Section 5 - The FHedge
10A.5.1 The FHedge Overview
I know what you're thinking. "He just spent a lot of advertizing dollars convincing us that we did not need a separate edge data structure in our graphs. So why is he starting up with FHedge?"
FHedge is not actually part of the graph data structure. As promised, the graph will only contain the vertices whose adjacency lists represent the edges without actually being edges. However, it is convenient to create a simple FHedge data structure that can be used by the graph and its algorithms in two ways:
- FHedge will assist us in the process of building a graph from client-supplied edge data.
- We will build FHedges and store them in temporary data structures during the implementation of the algorithms.
An edge, when viewed in isolation, does need both the source and destination vertices. It also needs the cost. It also needs a < operator (naturally, the cost of the edge will determine how "big" it is) so we can use it in priority_queues. We'll also add a > operator for convenience. That is exactly and only what our FHedge template class will contain.
10A.5.2 The FHedge Class Template
It is so short, I can just list it up front and talk about it after. Please skim this now:
template <class Object, typename CostType> class FHedge { // internal typedefs to simplify syntax typedef FHvertex<Object, CostType> Vertex; typedef FHvertex<Object, CostType>* VertPtr; public: VertPtr source, dest; CostType cost; FHedge( VertPtr src = NULL, VertPtr dst = NULL, CostType cst = 1 ) : source(src), dest(dst), cost(cst) { } bool operator<( const FHedge & rhs) const { return (cost < rhs.cost); } // needed so we can use greater() rather than less() in STL::priority_queue bool operator>( const FHedge & rhs) const { return (cost > rhs.cost); } };
The data are source, dest and cost.
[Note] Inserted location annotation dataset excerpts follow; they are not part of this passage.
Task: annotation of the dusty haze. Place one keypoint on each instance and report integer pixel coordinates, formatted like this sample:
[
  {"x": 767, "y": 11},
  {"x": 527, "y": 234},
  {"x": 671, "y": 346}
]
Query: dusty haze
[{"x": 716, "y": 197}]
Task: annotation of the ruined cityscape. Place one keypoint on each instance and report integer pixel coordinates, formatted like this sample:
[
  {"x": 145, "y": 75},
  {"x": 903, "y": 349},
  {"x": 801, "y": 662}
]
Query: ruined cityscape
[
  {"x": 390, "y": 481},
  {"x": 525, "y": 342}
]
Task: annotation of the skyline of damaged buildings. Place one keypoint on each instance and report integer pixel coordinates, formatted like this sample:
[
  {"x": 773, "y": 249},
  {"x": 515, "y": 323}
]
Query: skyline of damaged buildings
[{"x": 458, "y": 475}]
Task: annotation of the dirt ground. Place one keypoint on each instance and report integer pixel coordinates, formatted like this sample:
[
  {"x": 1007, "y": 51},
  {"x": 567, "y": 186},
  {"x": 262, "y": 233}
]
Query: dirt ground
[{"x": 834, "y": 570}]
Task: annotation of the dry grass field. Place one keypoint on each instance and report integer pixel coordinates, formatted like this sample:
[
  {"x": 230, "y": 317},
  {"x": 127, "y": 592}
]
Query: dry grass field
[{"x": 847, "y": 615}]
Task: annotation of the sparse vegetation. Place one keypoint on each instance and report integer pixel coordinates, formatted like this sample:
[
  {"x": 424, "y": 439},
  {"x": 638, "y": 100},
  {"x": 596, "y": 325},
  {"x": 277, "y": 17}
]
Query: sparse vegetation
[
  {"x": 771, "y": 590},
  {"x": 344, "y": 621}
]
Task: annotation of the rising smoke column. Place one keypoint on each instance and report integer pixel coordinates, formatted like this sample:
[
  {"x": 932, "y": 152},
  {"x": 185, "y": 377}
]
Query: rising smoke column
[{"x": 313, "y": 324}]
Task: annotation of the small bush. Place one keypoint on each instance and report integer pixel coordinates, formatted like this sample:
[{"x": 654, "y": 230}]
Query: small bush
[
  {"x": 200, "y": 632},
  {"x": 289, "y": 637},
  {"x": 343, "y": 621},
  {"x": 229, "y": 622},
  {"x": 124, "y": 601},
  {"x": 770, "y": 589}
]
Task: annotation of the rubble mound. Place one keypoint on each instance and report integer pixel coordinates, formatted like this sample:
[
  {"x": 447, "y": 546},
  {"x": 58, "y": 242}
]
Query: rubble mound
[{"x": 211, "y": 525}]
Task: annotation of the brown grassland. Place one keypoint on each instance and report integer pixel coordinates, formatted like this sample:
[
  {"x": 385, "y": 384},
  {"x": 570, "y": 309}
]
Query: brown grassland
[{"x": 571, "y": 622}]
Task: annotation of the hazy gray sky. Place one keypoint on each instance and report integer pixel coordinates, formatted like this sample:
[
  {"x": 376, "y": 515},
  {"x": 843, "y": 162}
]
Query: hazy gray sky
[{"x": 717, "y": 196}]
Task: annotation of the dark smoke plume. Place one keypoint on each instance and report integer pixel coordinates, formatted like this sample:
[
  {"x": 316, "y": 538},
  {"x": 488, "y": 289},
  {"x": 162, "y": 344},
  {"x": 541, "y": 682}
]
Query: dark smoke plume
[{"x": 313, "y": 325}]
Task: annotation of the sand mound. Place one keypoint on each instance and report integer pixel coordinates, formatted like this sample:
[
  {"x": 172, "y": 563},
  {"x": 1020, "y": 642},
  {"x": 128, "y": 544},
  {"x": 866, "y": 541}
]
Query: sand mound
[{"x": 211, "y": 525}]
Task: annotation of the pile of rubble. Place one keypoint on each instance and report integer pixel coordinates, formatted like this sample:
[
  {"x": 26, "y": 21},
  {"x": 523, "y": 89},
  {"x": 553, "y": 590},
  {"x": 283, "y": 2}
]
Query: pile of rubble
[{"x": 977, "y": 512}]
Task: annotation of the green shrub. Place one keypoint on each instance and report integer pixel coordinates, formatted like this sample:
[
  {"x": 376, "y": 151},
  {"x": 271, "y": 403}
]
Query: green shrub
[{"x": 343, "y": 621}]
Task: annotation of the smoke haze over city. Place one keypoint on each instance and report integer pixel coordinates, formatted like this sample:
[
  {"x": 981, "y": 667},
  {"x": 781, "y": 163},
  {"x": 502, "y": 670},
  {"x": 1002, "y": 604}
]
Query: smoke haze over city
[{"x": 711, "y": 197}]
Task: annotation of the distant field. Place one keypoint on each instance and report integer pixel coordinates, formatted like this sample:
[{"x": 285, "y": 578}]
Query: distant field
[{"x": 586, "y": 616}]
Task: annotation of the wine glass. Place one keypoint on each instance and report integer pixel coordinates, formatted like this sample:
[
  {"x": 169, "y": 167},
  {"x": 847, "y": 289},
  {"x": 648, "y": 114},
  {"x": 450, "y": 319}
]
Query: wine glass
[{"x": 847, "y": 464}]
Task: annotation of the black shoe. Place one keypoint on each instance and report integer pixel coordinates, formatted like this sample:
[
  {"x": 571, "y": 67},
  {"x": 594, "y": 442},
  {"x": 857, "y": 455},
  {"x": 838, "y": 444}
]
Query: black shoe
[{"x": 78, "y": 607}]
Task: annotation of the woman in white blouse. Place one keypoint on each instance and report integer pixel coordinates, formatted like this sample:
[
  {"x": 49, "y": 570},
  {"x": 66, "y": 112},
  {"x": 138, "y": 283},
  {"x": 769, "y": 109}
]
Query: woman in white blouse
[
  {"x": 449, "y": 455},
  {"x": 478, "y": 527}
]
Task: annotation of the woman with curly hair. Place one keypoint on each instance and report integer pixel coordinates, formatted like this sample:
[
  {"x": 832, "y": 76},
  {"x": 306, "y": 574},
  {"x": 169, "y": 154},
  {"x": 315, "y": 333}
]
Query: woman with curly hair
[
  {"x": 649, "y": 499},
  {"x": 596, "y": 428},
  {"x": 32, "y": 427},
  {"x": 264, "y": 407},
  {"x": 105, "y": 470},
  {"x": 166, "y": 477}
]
Again, we use VertPtrs to reference the FHvertex objects indirectly, rather than keeping bulky and troublesome internal copies in the edge structure.
The constructor sets the data, mindlessly.
There are two operators, < and >. It will be important in graph algorithms to find the smallest or largest edge in a set of edges. Smallest and largest will always refer to the edge costs. Normally, we only need to supply < since every data structure we have ever encountered can use that to make any and all decisions. However, we have a slight problem. The STL priority_queue always removes the largest element, not the smallest, and as we saw last week, to override that behavior, we have to supply a different compare function. This is most easily done by defining > and, when we instantiate ("specialize") the priority_queue, pass it the functor greater(). This is why I spent a little time showing you how that was done. Now you can at least understand the purpose of defining >, even if you don't quite see the exact use for it yet. You will be entertained, though, when this little maneuver is revealed.
That's FHedge. A simple yet powerful template that we will use in the ultimate class FHgraph. And now it is time to present the main course.